Reckless FaithExemplo
I am a long way from Sunday Lane. I stifle a laugh. On my childhood street, I learned how to climb trees, make cookies, and drive. Riding down that street on my bicycle, I had a hunch not everyone lived like my family did, but I never could have imagined a street like this highway in Albania.
I see a little boy lying face down on the cobblestone, but before I can lift him, a soldier points a machine gun at me and orders me to back up.
My fiancé, Todd, says “Beth . . . listen to him. I’m going to get the translator.” It’s 1994, and we are serving with Campus Crusade for Christ over our college spring break.
The officer seemed relieved when the translator arrived. “The boy is property of the gypsies,” the translator explains. “They keep him awake all night so he’ll sleep in the streets all day. People throw money at him, which the gypsies collect when they come to get him at dusk.”
Why do the authorities allow this? I wonder. Does the officer know the boy’s caretaker? Perhaps he shares in the spoils?
“It’s too dangerous for him to be just left here. What stops me—or anybody—from picking him up and walking away with him?”
The officer answers my question: “If you took the child away, his caretaker would probably just place another child here. Plus, it’s the only life he knows. What else would he do?” He turns around, dismissing me.
Todd and I watch the boy sleep for an hour. What else would he do? keeps rolling around in my mind. I pray for the child, his mother, my questions and the anger I feel. I pray for his country and the other children like him, lying on their own street corners. And then I pray I might have a hand in helping children like him.

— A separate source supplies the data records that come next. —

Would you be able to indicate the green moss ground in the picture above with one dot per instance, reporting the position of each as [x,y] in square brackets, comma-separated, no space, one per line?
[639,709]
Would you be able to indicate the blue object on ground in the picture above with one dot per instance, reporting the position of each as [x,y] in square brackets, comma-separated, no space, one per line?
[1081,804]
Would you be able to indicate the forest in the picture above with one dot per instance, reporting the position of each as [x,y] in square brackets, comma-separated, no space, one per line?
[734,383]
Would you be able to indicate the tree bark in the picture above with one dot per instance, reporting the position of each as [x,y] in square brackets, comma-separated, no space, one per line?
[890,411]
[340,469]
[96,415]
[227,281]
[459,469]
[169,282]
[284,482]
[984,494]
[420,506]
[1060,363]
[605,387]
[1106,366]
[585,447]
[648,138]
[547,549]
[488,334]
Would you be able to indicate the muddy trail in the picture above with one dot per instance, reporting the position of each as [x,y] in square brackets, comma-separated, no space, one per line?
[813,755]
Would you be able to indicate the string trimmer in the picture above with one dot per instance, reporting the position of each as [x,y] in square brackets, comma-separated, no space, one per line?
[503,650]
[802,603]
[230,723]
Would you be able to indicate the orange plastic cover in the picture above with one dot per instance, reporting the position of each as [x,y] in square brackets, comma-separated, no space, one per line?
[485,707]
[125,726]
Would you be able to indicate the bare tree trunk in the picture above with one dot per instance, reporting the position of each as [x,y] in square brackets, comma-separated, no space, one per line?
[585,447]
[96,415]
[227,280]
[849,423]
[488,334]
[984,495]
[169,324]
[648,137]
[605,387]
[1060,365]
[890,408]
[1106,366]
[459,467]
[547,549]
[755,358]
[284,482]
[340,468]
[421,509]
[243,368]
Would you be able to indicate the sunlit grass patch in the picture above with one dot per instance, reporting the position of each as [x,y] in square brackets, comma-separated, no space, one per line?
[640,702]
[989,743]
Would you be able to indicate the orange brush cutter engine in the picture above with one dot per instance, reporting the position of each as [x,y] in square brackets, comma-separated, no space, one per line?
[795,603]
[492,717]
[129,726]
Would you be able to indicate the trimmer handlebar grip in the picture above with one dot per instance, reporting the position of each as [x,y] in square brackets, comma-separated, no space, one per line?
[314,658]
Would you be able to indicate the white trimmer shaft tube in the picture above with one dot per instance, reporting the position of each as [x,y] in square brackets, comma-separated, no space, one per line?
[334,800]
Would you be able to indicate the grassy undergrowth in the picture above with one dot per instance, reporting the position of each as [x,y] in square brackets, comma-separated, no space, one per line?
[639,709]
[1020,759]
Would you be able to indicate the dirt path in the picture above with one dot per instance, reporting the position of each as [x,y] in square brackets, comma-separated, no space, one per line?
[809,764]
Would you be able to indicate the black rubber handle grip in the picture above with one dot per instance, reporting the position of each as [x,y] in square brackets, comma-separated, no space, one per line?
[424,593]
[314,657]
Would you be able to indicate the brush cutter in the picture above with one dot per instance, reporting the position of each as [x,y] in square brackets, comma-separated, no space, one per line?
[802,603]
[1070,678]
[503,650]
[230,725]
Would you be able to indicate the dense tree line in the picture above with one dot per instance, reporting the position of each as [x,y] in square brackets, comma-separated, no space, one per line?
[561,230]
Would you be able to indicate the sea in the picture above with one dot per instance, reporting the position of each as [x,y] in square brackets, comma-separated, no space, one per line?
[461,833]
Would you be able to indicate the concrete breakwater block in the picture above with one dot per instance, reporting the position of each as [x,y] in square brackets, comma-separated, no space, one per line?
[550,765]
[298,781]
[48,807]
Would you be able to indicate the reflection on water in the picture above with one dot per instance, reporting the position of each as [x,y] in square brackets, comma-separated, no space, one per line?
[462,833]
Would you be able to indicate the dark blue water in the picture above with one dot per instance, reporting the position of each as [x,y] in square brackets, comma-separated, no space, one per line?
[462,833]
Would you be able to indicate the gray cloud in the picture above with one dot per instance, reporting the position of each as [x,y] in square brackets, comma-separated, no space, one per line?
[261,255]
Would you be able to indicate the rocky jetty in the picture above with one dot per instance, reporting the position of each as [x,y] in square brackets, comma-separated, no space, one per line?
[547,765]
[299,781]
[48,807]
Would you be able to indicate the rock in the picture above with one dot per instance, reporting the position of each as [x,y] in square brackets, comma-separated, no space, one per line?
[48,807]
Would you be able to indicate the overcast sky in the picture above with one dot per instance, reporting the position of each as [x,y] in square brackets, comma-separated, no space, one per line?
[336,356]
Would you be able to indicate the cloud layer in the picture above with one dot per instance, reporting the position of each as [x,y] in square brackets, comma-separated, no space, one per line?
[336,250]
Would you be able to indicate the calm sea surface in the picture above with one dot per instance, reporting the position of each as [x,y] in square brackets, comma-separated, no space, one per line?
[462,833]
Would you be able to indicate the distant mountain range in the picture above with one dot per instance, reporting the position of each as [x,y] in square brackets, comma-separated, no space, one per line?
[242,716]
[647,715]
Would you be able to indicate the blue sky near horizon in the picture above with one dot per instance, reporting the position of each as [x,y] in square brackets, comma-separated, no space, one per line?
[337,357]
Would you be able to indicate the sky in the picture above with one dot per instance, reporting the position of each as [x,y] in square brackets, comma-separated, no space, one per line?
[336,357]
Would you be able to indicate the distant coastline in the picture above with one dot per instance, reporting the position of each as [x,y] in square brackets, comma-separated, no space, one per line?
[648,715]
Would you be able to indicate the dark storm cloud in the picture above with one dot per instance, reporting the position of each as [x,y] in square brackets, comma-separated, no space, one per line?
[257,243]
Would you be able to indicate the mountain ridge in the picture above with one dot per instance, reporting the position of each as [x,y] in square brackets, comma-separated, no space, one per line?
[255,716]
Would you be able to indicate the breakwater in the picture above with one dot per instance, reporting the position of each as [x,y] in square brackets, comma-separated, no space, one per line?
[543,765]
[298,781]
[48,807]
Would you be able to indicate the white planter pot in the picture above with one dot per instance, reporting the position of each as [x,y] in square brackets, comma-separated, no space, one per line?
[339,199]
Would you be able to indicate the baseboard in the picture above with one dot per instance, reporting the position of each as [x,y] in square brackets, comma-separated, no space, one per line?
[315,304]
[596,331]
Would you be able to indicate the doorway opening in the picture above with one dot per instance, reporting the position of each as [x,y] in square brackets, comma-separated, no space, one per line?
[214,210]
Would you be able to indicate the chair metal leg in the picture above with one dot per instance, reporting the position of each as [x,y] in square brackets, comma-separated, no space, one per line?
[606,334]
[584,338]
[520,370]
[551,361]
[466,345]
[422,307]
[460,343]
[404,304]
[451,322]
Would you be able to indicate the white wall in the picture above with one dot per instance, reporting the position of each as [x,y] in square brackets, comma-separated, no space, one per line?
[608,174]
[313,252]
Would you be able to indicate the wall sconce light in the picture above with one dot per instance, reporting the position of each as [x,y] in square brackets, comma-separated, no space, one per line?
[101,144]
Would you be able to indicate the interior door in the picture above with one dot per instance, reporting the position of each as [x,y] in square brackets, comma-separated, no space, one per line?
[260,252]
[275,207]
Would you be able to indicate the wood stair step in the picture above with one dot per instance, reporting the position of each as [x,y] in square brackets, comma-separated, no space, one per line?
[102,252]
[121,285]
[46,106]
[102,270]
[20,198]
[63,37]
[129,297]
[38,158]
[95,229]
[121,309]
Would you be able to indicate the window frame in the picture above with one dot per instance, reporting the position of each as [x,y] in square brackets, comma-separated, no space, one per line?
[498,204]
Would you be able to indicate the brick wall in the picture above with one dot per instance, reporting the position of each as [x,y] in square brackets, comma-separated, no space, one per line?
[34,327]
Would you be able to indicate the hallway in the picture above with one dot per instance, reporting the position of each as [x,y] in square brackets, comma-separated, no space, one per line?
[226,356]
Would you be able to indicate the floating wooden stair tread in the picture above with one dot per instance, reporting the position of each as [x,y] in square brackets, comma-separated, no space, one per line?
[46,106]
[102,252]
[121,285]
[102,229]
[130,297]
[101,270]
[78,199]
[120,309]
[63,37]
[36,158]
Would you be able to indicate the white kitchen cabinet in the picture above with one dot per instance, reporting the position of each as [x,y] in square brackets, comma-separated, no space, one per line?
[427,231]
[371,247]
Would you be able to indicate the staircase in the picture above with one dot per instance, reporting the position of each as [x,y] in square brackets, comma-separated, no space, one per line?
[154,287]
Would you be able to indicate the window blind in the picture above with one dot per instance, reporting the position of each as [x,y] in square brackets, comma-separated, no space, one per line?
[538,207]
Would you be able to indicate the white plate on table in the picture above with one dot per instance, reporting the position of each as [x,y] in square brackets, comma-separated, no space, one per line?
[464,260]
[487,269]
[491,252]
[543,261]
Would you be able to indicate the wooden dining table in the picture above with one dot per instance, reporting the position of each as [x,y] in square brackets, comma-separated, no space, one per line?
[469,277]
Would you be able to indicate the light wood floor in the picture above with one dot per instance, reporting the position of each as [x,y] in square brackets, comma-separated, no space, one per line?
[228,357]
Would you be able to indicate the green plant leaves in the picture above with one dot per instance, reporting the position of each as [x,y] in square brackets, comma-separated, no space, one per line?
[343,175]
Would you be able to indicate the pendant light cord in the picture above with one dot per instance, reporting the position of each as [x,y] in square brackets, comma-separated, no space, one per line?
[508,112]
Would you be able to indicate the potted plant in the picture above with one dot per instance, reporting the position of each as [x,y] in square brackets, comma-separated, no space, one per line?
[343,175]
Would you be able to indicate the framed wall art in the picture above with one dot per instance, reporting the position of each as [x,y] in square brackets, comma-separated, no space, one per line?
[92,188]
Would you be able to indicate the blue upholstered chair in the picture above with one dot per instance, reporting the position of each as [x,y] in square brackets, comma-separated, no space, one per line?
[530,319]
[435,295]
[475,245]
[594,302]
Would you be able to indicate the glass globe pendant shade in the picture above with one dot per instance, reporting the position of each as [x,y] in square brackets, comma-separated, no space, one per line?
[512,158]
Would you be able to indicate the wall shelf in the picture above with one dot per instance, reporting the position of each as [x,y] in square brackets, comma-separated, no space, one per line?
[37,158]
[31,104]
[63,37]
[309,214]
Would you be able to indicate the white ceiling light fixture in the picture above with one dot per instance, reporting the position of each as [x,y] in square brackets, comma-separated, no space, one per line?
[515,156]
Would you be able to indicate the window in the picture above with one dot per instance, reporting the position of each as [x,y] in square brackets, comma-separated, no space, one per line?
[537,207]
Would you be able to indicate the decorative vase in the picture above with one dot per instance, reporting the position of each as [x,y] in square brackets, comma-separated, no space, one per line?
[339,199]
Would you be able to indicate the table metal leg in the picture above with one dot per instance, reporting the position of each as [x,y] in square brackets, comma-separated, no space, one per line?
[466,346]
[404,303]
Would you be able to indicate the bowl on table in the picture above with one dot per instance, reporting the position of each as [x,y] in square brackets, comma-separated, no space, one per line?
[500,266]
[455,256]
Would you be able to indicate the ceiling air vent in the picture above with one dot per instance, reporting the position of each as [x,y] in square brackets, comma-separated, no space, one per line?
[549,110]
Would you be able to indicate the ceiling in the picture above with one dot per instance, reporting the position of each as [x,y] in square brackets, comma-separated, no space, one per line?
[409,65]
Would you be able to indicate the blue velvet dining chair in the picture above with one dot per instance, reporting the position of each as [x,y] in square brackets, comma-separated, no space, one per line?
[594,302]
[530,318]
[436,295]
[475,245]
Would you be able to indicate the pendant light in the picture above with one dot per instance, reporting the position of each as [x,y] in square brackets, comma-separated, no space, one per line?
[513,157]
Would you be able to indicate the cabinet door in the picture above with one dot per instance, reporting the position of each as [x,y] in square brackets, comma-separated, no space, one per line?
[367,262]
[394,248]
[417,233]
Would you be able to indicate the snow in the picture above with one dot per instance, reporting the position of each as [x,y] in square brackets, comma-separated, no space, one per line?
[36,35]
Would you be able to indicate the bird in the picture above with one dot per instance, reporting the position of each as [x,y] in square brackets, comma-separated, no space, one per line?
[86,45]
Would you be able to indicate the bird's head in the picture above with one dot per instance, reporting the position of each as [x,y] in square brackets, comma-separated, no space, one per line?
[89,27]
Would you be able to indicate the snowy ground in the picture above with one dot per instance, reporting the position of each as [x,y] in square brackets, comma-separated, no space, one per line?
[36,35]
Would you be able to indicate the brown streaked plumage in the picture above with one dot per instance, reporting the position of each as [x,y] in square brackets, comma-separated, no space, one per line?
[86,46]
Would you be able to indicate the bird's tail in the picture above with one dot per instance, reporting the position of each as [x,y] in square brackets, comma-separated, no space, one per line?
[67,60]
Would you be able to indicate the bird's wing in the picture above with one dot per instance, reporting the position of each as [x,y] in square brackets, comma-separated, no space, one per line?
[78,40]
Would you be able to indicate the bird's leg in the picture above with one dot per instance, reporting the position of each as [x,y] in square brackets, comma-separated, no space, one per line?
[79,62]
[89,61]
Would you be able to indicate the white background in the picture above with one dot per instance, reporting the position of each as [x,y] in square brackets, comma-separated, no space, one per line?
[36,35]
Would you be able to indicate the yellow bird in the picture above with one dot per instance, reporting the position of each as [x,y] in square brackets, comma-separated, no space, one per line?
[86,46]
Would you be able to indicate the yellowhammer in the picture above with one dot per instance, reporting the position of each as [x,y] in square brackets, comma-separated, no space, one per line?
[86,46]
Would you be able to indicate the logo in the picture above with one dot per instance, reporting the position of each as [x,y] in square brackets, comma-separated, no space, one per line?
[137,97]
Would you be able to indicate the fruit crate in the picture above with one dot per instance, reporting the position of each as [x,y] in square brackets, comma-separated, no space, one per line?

Todd and I talk about what we can do. And something shifts inside us. I don’t want a “refined faith.” Refined can mean “purified” but that is not the definition I am talking about. Refined can also be defined as “cultivated” and “fastidious.” It’s predictable and resistant to change. It pretends to know what God will do a hundred Sundays from now. It’s more comfortable with rules, consequences, and baby steps. It likes control and people who agree. It fears what it can’t see. A truly reckless faith expects change and uncertainty and, as a result, it is eager to risk more and fear less! It knows there is more to the story. It believes when there is no evidence, and hopes in what is promised.